The Vegetable With the Most Protein, is Bad?

By | November 23, 2015

I present to you SOYBEANS. Soybeans has many benefits, but is it overall beneficial? Or do its negative aspects outweigh the benefits? Lets first take a look at

Lynn Betts / Photo courtesy of USDA Natural Resources Conservation Service., via Wikimedia Commons
Lynn Betts / Photo courtesy of USDA Natural Resources Conservation Service., via Wikimedia Commons

The Goods

For those of you who do not know, yes soybeans are a great source of protein. Soybeans’ protein content according to the USDA is as follows:

  • boiled – 29 grams protein per cup (172g) = 17% protein 
  • raw – 68 grams protein per cup (186g) = 37% protein
  • roasted – 61 grams protein per cup (172g) = 35% protein
  • steamed (sprouted soybeans) – 8 grams of protein per cup (94g) = 9% protein

As you can see the protein content varies greatly depending on how and if the soybeans are cooked. This mostly has to do with the amount of water used in the process. As you can see the boiled soybeans have much less protein content than the roasted (not counting the steamed soybeans because they are sprouted). This is because protein from the soybeans has leached into the water during the process.

Besides the ProteinHealth_pictogram


Besides the protein soybeans have other benefits. In fact soybeans are the only vegetable to contain all eight essential amino acids.

They also are comprised of about 19% fat, mostly unsaturated. Of the fat 63% is polyunsaturated, 23% is monounsaturated, and 14% is saturated. The polyunsaturated fat provides omega-3 fatty acid which is rare in plant foods. Omega-3 fatty acid will reduce your chances of cancer and heart disease.

Fiber is also a great benefit of soybean consumption. One cup of raw soybeans (100g) will give you about 9g of fiber. As you may know fiber can help with digestion and nutrient absorption.
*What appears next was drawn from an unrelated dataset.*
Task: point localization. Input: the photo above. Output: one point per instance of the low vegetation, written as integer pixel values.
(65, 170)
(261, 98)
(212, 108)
Other nutrients obtained from soybeans are niacin, vitamin B6, folic acid, calcium, iron, and magnesium. One cup of cooked (boiled) soybeans will provide you with approximately 2.7mg of niacin, 0.4mg of vitamin B6, 94ug of folic acid, 172mg of calcium, 8.84mg of iron, and 148mg of magnesium.

The Bads


The percentage of soybeans that are genetically modified is astronomically high. Its thought to be around 99%.  Also, contamination from the extensive use of pesticides is common. There are also many negatives that have to do with the nature of the soybean itself.

 Phytic Acid Content

Phytic acid has been the subject of an incredibly lot of studies and the conclusion is agreed upon; phytic acid blocks minerals from being absorbed into the body during digestion. Calcium, magnesium, and zinc in particular are affected by this. The overused grain and legume diets of third world countries are a common cause of mineral deficiencies.

Anti-Trypsin Activity

According to the American Nutrition Association soybeans are an anti-coagulant. This means that they can reduce the ability of blood to clot. It is thought that the reason is because of soybeans having anti-trypsin activity. Trypsine is an enzyme that assists in digesting protein and is active in the assimilation of vitamin B-12. This reduced activity of trypsine can decrease the synthesis of proteins and lead to vitamin B-12 deficiency.

Phytoestrogens

Yes you see it in the name “estrogens”. Phytoestrogens are similar to the estrogen hormone on a chemical level. You may think of estrogen as the female hormone because of its importance in feminine qualities. It plays a big rule in pregnancy and childbirth. It helps to create gene expression, making females and males different.

Isoflavones, a class of phytoestrogens, activate estrogen receptors in the body.  These isoflavones are not nearly as strong as the body’s natural estrogen and only weakly activate the receptors. However, they do have an effect.

There are many stories of people that experienced severe negative effects from extensive soy product consumption, from emotional changes and physical changes. With eating too much soy you could find yourself crying more easily or even developing gynecomastia.

Final Thoughts

Be smart. You can eat soy but do so in moderation, as you should with everything. If you are looking for a protein powder go with whey or casein before you go with soy. Protein synthesis isn’t as high with soy protein as it is with the others.

 

Comments are welcome below :)

 

One thought on “The Vegetable With the Most Protein, is Bad?

  1. Luke

    Great stuff, I did not know this. I’ve been sticking with quinoa for protein. I will definitely be using this information and adding soybeans to my diet.